The first label on the X-axis is 35. This represents an interval extending from 29.5 to 39.5. Since the lowest test score is 46, this interval has a frequency of 0. The point labeled 45 represents the interval from 39.5 to 49.5. There are three scores in this interval. There are 147 scores in the interval that surrounds 85.

You can easily discern the shape of the distribution from Figure 10. Most of the scores are between 65 and 115. It is clear that the distribution is not symmetric inasmuch as good scores (to the right) trail off more gradually than poor scores (to the left). We call this skew and we will study shapes of distributions more systematically later in this chapter.

image

Figure 10. Frequency polygon for the psychology test scores.

A cumulative frequency polygon for the same test scores is shown in Figure 11. The graph is the same as before except that the Y value for each point is the number of students in the corresponding class interval plus all numbers in lower intervals. For example, there are no scores in the interval labeled “35,” three in the interval “45,” and 10 in the interval “55.” Therefore, the Y value corresponding to “55” is 13. Since 642 students took the test, the cumulative frequency for the last interval is 642.

image

Figure 11. Cumulative frequency polygon for the psychology test scores.

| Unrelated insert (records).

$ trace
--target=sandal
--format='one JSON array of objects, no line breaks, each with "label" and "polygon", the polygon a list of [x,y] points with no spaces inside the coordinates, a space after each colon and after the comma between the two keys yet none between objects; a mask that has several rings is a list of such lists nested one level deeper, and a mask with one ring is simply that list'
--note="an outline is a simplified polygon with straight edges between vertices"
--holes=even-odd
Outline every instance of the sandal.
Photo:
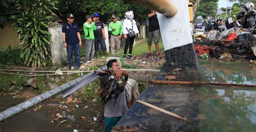
[{"label": "sandal", "polygon": [[151,53],[147,53],[147,57],[149,56],[150,55],[151,55]]}]

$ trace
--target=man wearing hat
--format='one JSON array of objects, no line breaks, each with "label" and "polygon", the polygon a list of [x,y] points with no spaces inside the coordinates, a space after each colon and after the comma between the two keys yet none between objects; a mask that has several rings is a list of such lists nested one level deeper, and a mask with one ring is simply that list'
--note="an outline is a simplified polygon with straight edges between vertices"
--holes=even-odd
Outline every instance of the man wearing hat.
[{"label": "man wearing hat", "polygon": [[72,66],[73,51],[75,55],[75,67],[77,69],[80,67],[80,47],[82,45],[79,27],[77,24],[73,23],[75,16],[72,14],[68,14],[67,17],[68,22],[62,26],[63,44],[68,52],[69,70],[71,70]]},{"label": "man wearing hat", "polygon": [[[105,43],[105,40],[106,37],[105,36],[105,31],[104,31],[104,26],[102,22],[99,20],[100,14],[97,13],[94,14],[94,17],[95,18],[95,26],[96,30],[94,31],[95,39],[95,53],[97,58],[99,57],[99,43],[100,44],[104,52],[105,56],[107,56],[107,48],[106,44]],[[105,56],[102,58],[105,58]]]},{"label": "man wearing hat", "polygon": [[[96,30],[95,23],[92,21],[92,17],[89,15],[85,16],[86,22],[83,23],[83,31],[85,36],[85,62],[91,63],[94,59],[94,34],[93,30]],[[93,18],[93,21],[95,21]]]},{"label": "man wearing hat", "polygon": [[111,53],[113,57],[115,56],[115,46],[117,48],[117,57],[121,57],[121,49],[120,44],[122,33],[122,22],[117,20],[117,16],[114,14],[112,16],[113,22],[109,24],[109,31],[111,33]]}]

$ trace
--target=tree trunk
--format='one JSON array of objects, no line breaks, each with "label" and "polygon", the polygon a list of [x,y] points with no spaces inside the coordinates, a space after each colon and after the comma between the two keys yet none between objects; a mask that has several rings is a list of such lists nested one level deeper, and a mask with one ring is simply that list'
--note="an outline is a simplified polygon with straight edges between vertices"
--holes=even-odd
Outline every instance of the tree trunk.
[{"label": "tree trunk", "polygon": [[199,68],[193,43],[167,50],[164,53],[166,63],[163,68],[166,70],[177,67],[198,70]]},{"label": "tree trunk", "polygon": [[196,10],[197,9],[197,7],[198,6],[198,4],[199,2],[200,2],[201,0],[195,0],[195,2],[193,4],[193,19],[194,19],[194,17],[195,16],[195,14],[196,13]]}]

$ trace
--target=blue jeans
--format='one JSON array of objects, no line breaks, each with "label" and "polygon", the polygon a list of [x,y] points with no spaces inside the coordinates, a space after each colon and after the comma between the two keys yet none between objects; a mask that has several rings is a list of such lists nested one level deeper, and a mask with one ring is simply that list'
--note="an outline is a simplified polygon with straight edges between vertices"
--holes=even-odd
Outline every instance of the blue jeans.
[{"label": "blue jeans", "polygon": [[95,38],[94,40],[94,44],[95,45],[95,51],[98,51],[99,50],[99,43],[100,44],[100,46],[103,50],[107,50],[106,48],[106,44],[105,43],[105,40],[103,37],[100,38]]},{"label": "blue jeans", "polygon": [[73,51],[75,55],[75,67],[79,68],[80,67],[80,47],[79,44],[67,44],[67,50],[68,51],[68,60],[69,68],[71,69],[73,64]]}]

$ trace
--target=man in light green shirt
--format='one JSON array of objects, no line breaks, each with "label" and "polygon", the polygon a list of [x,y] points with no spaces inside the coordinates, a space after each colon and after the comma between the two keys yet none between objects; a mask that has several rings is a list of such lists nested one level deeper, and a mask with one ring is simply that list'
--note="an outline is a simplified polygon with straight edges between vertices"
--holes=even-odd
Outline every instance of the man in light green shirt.
[{"label": "man in light green shirt", "polygon": [[[83,31],[85,36],[85,62],[91,63],[94,59],[94,34],[93,30],[96,30],[95,23],[92,21],[92,17],[88,15],[85,16],[86,22],[83,23]],[[95,18],[93,21],[95,21]]]},{"label": "man in light green shirt", "polygon": [[117,20],[117,16],[116,15],[113,15],[111,18],[113,22],[110,22],[109,27],[109,31],[111,32],[111,53],[112,56],[115,56],[115,47],[116,45],[117,48],[117,57],[120,57],[121,51],[120,44],[122,33],[122,24],[121,22]]}]

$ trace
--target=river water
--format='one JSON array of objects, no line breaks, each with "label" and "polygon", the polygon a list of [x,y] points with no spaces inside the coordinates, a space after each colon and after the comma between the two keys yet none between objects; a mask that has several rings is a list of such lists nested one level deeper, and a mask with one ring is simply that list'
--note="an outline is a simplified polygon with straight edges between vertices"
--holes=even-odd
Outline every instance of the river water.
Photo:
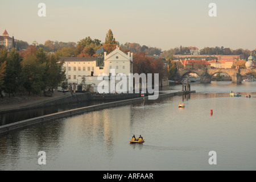
[{"label": "river water", "polygon": [[[181,85],[171,88],[176,92]],[[255,170],[256,82],[193,83],[191,89],[197,93],[106,109],[1,136],[0,170]],[[231,97],[231,90],[242,97]],[[177,107],[181,102],[184,109]],[[145,142],[130,144],[133,134]],[[38,163],[40,151],[46,165]],[[212,151],[216,164],[209,163]]]}]

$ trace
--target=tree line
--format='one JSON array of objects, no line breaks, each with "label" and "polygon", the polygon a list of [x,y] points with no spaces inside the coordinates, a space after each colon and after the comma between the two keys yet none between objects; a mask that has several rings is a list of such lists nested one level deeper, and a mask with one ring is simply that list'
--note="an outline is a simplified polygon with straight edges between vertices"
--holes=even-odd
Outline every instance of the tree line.
[{"label": "tree line", "polygon": [[46,94],[65,79],[63,62],[55,55],[47,54],[42,48],[29,46],[22,53],[15,49],[9,53],[0,50],[0,93]]}]

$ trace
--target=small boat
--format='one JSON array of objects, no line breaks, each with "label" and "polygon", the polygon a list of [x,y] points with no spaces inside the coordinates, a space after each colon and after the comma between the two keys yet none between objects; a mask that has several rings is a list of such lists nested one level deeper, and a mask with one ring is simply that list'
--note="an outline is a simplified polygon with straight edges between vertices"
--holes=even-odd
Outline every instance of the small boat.
[{"label": "small boat", "polygon": [[137,138],[136,139],[134,139],[134,137],[133,137],[133,139],[131,140],[130,141],[130,143],[142,143],[144,142],[145,139],[144,138]]},{"label": "small boat", "polygon": [[179,107],[184,108],[184,107],[185,107],[185,105],[184,105],[184,104],[179,104]]}]

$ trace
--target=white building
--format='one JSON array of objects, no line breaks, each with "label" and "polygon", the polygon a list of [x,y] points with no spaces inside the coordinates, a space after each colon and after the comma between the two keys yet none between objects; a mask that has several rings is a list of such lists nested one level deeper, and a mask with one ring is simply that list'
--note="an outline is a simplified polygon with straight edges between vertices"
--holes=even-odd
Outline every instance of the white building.
[{"label": "white building", "polygon": [[[110,76],[114,76],[110,73],[111,69],[112,71],[114,70],[114,76],[118,73],[125,74],[127,76],[127,84],[128,76],[129,73],[133,73],[133,53],[128,52],[126,54],[121,51],[118,46],[108,55],[106,52],[104,52],[104,57],[101,61],[98,57],[60,57],[59,61],[64,61],[63,69],[66,73],[68,84],[75,83],[79,85],[82,84],[82,80],[85,78],[85,84],[93,84],[92,86],[93,92],[98,92],[98,84],[104,79],[102,77],[102,80],[98,80],[98,76],[104,75],[108,76],[110,84]],[[118,77],[118,76],[117,77]],[[115,80],[115,84],[118,82],[119,80]],[[109,92],[110,92],[110,87],[109,86],[108,88]]]},{"label": "white building", "polygon": [[188,47],[191,55],[199,55],[200,51],[196,47]]}]

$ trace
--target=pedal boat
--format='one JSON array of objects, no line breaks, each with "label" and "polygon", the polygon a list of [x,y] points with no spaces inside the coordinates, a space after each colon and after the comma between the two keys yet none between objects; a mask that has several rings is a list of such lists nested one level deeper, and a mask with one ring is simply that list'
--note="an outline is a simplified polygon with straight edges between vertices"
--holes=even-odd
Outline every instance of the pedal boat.
[{"label": "pedal boat", "polygon": [[185,105],[184,105],[184,104],[179,104],[179,107],[184,108],[185,107]]},{"label": "pedal boat", "polygon": [[134,137],[133,137],[133,139],[131,140],[130,141],[130,143],[142,143],[144,142],[145,139],[143,138],[143,139],[141,139],[141,138],[136,138],[136,140],[134,139]]}]

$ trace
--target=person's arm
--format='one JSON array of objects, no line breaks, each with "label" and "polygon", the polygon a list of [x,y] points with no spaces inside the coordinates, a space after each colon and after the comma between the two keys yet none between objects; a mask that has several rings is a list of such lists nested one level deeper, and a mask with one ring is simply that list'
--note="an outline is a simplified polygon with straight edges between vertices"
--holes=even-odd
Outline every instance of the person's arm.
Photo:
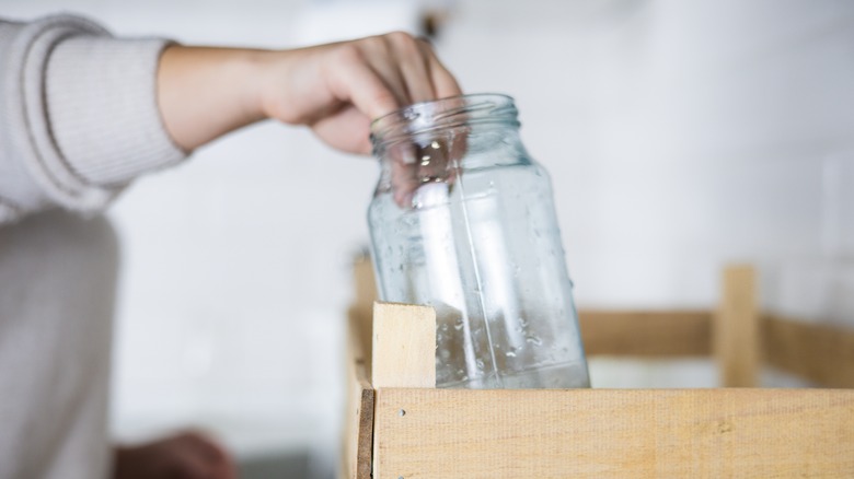
[{"label": "person's arm", "polygon": [[187,151],[275,118],[309,126],[339,150],[369,153],[370,120],[458,94],[431,47],[405,33],[279,51],[172,46],[158,72],[163,121]]},{"label": "person's arm", "polygon": [[120,39],[59,15],[0,20],[0,224],[100,211],[125,186],[263,118],[370,151],[370,120],[459,93],[430,47],[395,33],[295,50]]}]

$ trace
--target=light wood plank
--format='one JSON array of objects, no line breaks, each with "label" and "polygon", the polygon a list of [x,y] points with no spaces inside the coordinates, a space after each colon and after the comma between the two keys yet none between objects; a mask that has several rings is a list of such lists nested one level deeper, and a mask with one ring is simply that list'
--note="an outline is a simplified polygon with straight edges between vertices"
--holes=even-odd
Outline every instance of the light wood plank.
[{"label": "light wood plank", "polygon": [[720,383],[725,387],[755,386],[761,342],[752,267],[731,266],[724,270],[723,297],[712,329]]},{"label": "light wood plank", "polygon": [[373,304],[371,384],[436,387],[436,312],[429,306]]},{"label": "light wood plank", "polygon": [[347,408],[339,475],[346,479],[370,479],[373,454],[374,390],[369,382],[359,325],[350,311],[347,338]]},{"label": "light wood plank", "polygon": [[854,477],[854,390],[381,389],[374,444],[377,479]]},{"label": "light wood plank", "polygon": [[854,328],[769,315],[762,340],[769,365],[822,386],[854,388]]},{"label": "light wood plank", "polygon": [[708,311],[595,311],[578,313],[587,355],[707,357]]}]

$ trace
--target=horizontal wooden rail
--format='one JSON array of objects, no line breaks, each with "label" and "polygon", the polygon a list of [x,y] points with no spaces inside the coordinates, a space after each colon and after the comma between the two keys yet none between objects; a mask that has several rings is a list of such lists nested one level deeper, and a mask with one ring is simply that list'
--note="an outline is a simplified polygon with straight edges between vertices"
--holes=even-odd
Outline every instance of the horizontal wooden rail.
[{"label": "horizontal wooden rail", "polygon": [[822,386],[854,388],[854,327],[769,315],[762,341],[766,364]]},{"label": "horizontal wooden rail", "polygon": [[711,354],[708,311],[581,311],[578,316],[588,355]]},{"label": "horizontal wooden rail", "polygon": [[854,477],[854,390],[379,389],[374,479]]}]

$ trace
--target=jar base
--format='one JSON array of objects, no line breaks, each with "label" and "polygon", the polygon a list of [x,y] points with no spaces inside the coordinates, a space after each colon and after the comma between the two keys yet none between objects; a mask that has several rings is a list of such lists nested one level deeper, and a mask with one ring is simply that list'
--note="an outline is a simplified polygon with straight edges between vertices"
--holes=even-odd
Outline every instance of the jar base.
[{"label": "jar base", "polygon": [[496,376],[438,384],[447,389],[575,389],[590,387],[585,361],[562,363],[535,370]]}]

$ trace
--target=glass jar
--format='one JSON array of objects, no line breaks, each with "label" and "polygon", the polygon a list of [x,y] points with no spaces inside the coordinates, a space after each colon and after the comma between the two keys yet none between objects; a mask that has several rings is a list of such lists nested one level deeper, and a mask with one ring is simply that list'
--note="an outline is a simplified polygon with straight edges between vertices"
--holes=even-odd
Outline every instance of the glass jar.
[{"label": "glass jar", "polygon": [[513,100],[418,103],[371,126],[380,299],[436,309],[438,387],[589,387],[545,170]]}]

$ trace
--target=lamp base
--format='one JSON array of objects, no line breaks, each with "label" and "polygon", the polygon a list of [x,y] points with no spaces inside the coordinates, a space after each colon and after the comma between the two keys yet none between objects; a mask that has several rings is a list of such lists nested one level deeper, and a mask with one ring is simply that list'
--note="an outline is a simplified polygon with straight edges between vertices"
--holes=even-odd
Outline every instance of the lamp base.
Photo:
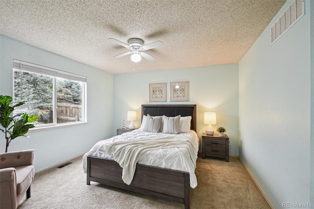
[{"label": "lamp base", "polygon": [[131,121],[131,123],[130,124],[130,125],[129,126],[129,129],[130,129],[130,130],[133,130],[133,129],[135,129],[135,124],[133,122],[133,121]]},{"label": "lamp base", "polygon": [[214,134],[214,131],[206,131],[206,134],[207,135],[213,135]]}]

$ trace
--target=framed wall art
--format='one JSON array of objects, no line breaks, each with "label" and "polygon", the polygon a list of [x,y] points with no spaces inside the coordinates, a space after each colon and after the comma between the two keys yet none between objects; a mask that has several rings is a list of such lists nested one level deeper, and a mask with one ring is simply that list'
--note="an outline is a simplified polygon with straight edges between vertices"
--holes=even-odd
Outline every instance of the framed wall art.
[{"label": "framed wall art", "polygon": [[167,101],[167,83],[149,84],[149,101]]},{"label": "framed wall art", "polygon": [[189,101],[189,81],[170,82],[170,102]]}]

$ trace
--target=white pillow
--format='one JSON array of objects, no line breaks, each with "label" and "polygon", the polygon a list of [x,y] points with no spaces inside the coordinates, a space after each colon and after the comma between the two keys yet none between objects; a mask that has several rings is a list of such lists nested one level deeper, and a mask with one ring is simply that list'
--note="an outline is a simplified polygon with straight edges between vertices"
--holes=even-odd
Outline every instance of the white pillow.
[{"label": "white pillow", "polygon": [[192,117],[185,116],[180,117],[180,132],[185,133],[191,130],[191,120]]},{"label": "white pillow", "polygon": [[162,132],[164,133],[177,134],[180,132],[180,115],[176,117],[162,116],[163,128]]},{"label": "white pillow", "polygon": [[162,121],[162,116],[152,117],[148,114],[143,131],[154,133],[160,132]]},{"label": "white pillow", "polygon": [[139,129],[138,129],[141,131],[143,131],[143,130],[144,129],[144,127],[145,126],[145,123],[146,123],[147,117],[147,116],[146,116],[145,115],[143,116],[143,120],[142,120],[142,124],[141,124],[141,127]]}]

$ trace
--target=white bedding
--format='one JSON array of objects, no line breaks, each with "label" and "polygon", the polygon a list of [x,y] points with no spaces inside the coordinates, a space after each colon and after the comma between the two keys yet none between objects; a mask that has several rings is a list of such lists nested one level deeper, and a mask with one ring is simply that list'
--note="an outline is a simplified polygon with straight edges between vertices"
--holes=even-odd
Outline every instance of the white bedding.
[{"label": "white bedding", "polygon": [[[121,142],[123,141],[127,141],[128,143],[131,142],[132,149],[130,149],[130,147],[125,147],[121,150],[123,151],[119,151],[116,149],[117,147],[114,145],[118,145],[118,147],[121,146],[123,144]],[[144,141],[150,141],[153,144],[148,145],[143,144]],[[167,143],[169,141],[171,143]],[[177,145],[175,142],[177,142]],[[151,149],[152,147],[156,146],[158,144],[163,148]],[[127,150],[133,150],[135,147],[138,147],[137,145],[140,145],[141,148],[140,150],[136,150],[132,152],[137,155],[138,161],[137,162],[144,165],[188,172],[190,174],[190,186],[192,188],[195,188],[197,185],[195,170],[199,144],[198,137],[193,131],[180,134],[173,134],[153,133],[136,130],[97,142],[83,157],[83,169],[84,172],[86,173],[88,156],[117,159],[116,161],[119,161],[119,164],[123,168],[125,179],[123,178],[123,180],[125,182],[127,182],[126,183],[130,184],[130,180],[131,181],[133,177],[132,169],[133,167],[135,168],[135,166],[133,166],[134,162],[133,159],[136,157],[133,155],[129,158],[129,161],[126,162],[126,155],[120,155],[120,154],[123,153],[122,154],[124,154]],[[144,149],[142,149],[143,147]],[[146,149],[146,148],[149,149]],[[106,151],[106,149],[114,157],[110,156]],[[127,156],[131,156],[130,154],[131,153]],[[135,164],[136,162],[135,161]],[[126,167],[125,170],[124,167]]]}]

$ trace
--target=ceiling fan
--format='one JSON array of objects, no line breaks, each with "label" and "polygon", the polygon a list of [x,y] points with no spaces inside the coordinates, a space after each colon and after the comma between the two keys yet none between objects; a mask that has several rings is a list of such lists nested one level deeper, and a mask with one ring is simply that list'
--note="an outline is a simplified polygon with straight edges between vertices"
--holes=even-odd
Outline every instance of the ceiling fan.
[{"label": "ceiling fan", "polygon": [[126,48],[132,50],[131,52],[128,52],[115,56],[114,57],[120,58],[128,54],[132,54],[131,55],[131,60],[134,62],[137,62],[141,61],[142,56],[150,61],[155,60],[156,59],[154,57],[141,51],[145,51],[163,45],[163,43],[160,41],[157,41],[143,46],[143,40],[137,38],[129,39],[129,45],[114,38],[109,38],[109,40],[111,42],[111,43],[119,44]]}]

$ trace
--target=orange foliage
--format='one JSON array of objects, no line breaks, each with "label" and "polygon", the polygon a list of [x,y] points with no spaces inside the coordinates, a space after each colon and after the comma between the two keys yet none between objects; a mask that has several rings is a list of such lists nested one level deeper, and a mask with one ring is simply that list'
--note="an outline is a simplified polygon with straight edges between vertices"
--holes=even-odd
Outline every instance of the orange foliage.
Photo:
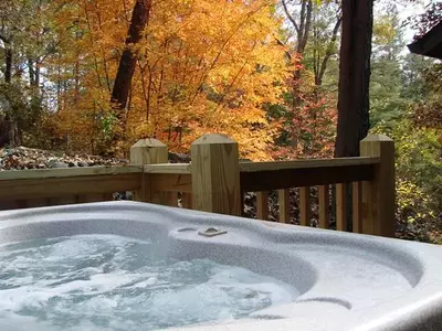
[{"label": "orange foliage", "polygon": [[[54,22],[59,54],[51,57],[57,84],[59,130],[77,148],[98,151],[117,127],[109,93],[130,19],[133,0],[78,0]],[[156,137],[183,151],[199,136],[224,132],[243,157],[269,159],[278,131],[263,105],[281,102],[288,71],[274,35],[275,1],[154,1],[138,54],[126,141]]]}]

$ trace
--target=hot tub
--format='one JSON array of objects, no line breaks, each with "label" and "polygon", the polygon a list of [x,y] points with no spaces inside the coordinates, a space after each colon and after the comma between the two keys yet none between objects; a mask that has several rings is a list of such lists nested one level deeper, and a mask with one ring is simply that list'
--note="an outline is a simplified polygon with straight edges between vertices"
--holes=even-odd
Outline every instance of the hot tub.
[{"label": "hot tub", "polygon": [[[134,243],[147,241],[159,243],[156,249],[165,258],[178,261],[178,265],[173,265],[175,267],[181,268],[182,264],[189,266],[188,261],[193,260],[204,261],[202,269],[200,265],[192,266],[192,268],[202,270],[202,274],[209,273],[207,268],[212,267],[217,270],[223,270],[223,266],[241,267],[234,270],[239,274],[251,273],[252,276],[248,277],[252,278],[263,277],[264,280],[261,278],[256,280],[260,284],[267,284],[267,278],[273,279],[278,286],[280,297],[284,297],[283,300],[276,302],[278,305],[270,302],[263,309],[252,309],[248,313],[240,314],[240,318],[222,318],[222,316],[218,316],[218,310],[214,310],[209,313],[214,314],[213,319],[210,316],[202,320],[197,318],[196,323],[178,324],[178,328],[168,324],[166,327],[171,327],[168,330],[442,330],[442,247],[435,245],[275,224],[136,202],[105,202],[8,211],[0,213],[0,244],[3,247],[2,250],[0,249],[0,260],[3,259],[3,263],[6,259],[13,260],[13,263],[8,261],[9,265],[3,267],[3,274],[0,274],[0,307],[2,307],[0,308],[0,329],[4,331],[30,330],[30,328],[32,330],[106,330],[106,328],[99,329],[93,324],[74,324],[71,325],[71,329],[65,325],[62,328],[60,323],[49,327],[49,317],[44,314],[45,307],[40,306],[38,309],[42,312],[39,313],[44,314],[40,317],[43,325],[40,329],[35,327],[39,316],[27,317],[25,309],[13,314],[17,321],[14,318],[6,318],[10,317],[8,313],[17,309],[18,305],[17,297],[12,295],[9,297],[8,291],[15,291],[17,295],[18,286],[11,286],[11,284],[4,286],[4,284],[1,285],[1,281],[19,277],[6,269],[11,267],[10,264],[14,264],[14,267],[19,269],[20,266],[22,269],[29,268],[29,266],[23,267],[25,258],[20,252],[32,252],[32,256],[44,255],[44,249],[36,249],[32,246],[35,245],[35,241],[40,243],[41,247],[50,245],[52,249],[51,245],[54,243],[51,242],[53,241],[51,238],[74,236],[80,237],[84,244],[90,243],[90,235],[97,236],[102,242],[106,242],[109,235],[110,238],[113,238],[112,236],[123,238],[122,242],[117,239],[112,248],[116,249],[116,257],[114,257],[120,260],[118,247],[141,245],[130,244],[131,242],[127,244],[124,239],[130,238]],[[43,239],[46,241],[44,244],[41,242]],[[54,245],[59,245],[59,242],[60,239],[55,241]],[[93,243],[96,246],[96,239]],[[33,248],[29,248],[30,245]],[[73,259],[80,258],[78,254],[81,253],[76,250],[80,248],[75,246],[75,249],[71,249],[66,243],[60,247],[63,247],[64,250],[57,253],[59,257],[70,258],[72,255]],[[11,247],[15,247],[13,253],[11,253],[12,250],[8,254],[4,253],[12,249]],[[110,249],[106,247],[103,249],[95,247],[97,252],[101,252],[101,255],[97,256],[106,255],[108,253],[106,249]],[[137,250],[136,254],[143,255],[145,248],[139,247],[141,250]],[[51,252],[53,253],[53,250]],[[44,258],[46,261],[52,259],[53,264],[57,264],[52,255],[44,255]],[[122,263],[124,259],[123,257]],[[75,264],[81,264],[81,260],[76,260]],[[95,267],[94,260],[87,261],[87,264],[92,265],[83,267],[86,269]],[[32,263],[32,265],[40,265],[40,263]],[[143,270],[143,268],[137,270]],[[229,287],[231,275],[230,269],[225,273],[223,274],[224,280],[222,280],[224,281],[223,289]],[[44,276],[44,269],[42,274],[43,276],[32,275],[32,277],[41,276],[44,281],[52,279],[52,276]],[[96,286],[110,286],[112,290],[116,291],[113,297],[114,301],[108,303],[108,309],[112,311],[118,307],[118,298],[122,298],[118,295],[118,277],[113,278],[112,281],[107,279],[106,282],[98,276],[95,275],[93,279],[96,281]],[[27,282],[27,287],[20,289],[24,297],[32,296],[35,291],[39,292],[39,289],[30,287],[30,285],[36,284],[34,278],[30,278],[29,275],[20,277],[22,277],[20,281]],[[85,279],[90,281],[91,277],[78,276],[74,282],[82,284],[81,281],[85,281]],[[212,284],[219,286],[220,280],[213,280]],[[134,288],[135,296],[139,298],[146,281],[144,280],[143,286],[138,284],[130,286],[130,290]],[[30,290],[31,288],[32,290]],[[204,289],[208,288],[204,287]],[[285,289],[286,296],[284,295]],[[204,295],[210,297],[211,290],[213,288],[209,288]],[[201,293],[201,288],[199,291]],[[266,290],[264,289],[263,292],[265,295]],[[66,289],[66,293],[75,295],[75,289]],[[48,298],[43,298],[43,303],[39,301],[38,305],[64,305],[60,303],[62,301],[57,301],[60,298],[56,295],[48,292],[44,295]],[[213,296],[215,295],[213,293]],[[250,297],[259,298],[261,295],[262,291],[252,290]],[[272,298],[269,298],[263,300],[271,301]],[[173,300],[173,297],[169,299]],[[182,297],[177,299],[183,300]],[[233,301],[229,302],[236,305],[240,299],[235,300],[233,298]],[[187,313],[187,307],[201,303],[191,298],[188,301],[181,301],[173,308],[173,311],[157,313],[167,316],[175,310],[182,310],[183,313]],[[99,309],[103,310],[103,301],[99,302]],[[144,303],[139,302],[139,305]],[[150,308],[151,306],[148,306],[146,309],[150,310]],[[210,311],[210,307],[207,309]],[[127,328],[124,324],[119,324],[118,328],[129,330],[130,320],[127,319],[124,322],[127,322]],[[118,328],[115,330],[119,330]]]}]

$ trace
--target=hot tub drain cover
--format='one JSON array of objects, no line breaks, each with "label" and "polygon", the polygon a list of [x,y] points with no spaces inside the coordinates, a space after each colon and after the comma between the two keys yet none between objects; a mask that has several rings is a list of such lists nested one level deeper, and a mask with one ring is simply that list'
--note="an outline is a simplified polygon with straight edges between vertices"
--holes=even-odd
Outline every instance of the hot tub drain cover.
[{"label": "hot tub drain cover", "polygon": [[204,237],[214,237],[214,236],[219,236],[222,234],[227,234],[228,232],[225,229],[219,229],[217,227],[208,227],[204,231],[199,231],[198,234],[200,236],[204,236]]}]

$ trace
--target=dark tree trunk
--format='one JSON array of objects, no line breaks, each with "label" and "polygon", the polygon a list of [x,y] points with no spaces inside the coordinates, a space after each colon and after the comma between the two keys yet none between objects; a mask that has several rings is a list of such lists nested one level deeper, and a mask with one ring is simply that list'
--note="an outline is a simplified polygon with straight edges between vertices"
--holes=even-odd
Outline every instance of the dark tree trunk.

Frequency polygons are useful for comparing distributions. This is achieved by overlaying the frequency polygons drawn for different data sets. Figure 12 provides an example. The data come from a task in which the goal is to move a computer cursor to a target on the screen as fast as possible. On 20 of the trials, the target was a small rectangle; on the other 20, the target was a large rectangle. Time to reach the target was recorded on each trial. The two distributions (one for each target) are plotted together in Figure 15. The figure shows that, although there is some overlap in times, it generally took longer to move the cursor to the small target than to the large one.

image

Figure 12. Overlaid frequency polygons.

It is also possible to plot two cumulative frequency distributions in the same graph. This is illustrated in Figure 13 using the same data from the cursor task. The difference in distributions for the two targets is again evident.

image

Figure 13. Overlaid cumulative frequency polygons.

Stem and Leaf

The stem-and-leaf graph or stemplot, comes from the field of exploratory data analysis. It is a good choice when the data sets are small. To create the plot, divide each observation of data into a stem and a leaf. The leaf consists of a final significant digit. For example, 23 has stem two and leaf three. Write the stems in a vertical line from smallest to largest. Draw a vertical line to the right of the stems. Then write the leaves in increasing order next to their corresponding stem.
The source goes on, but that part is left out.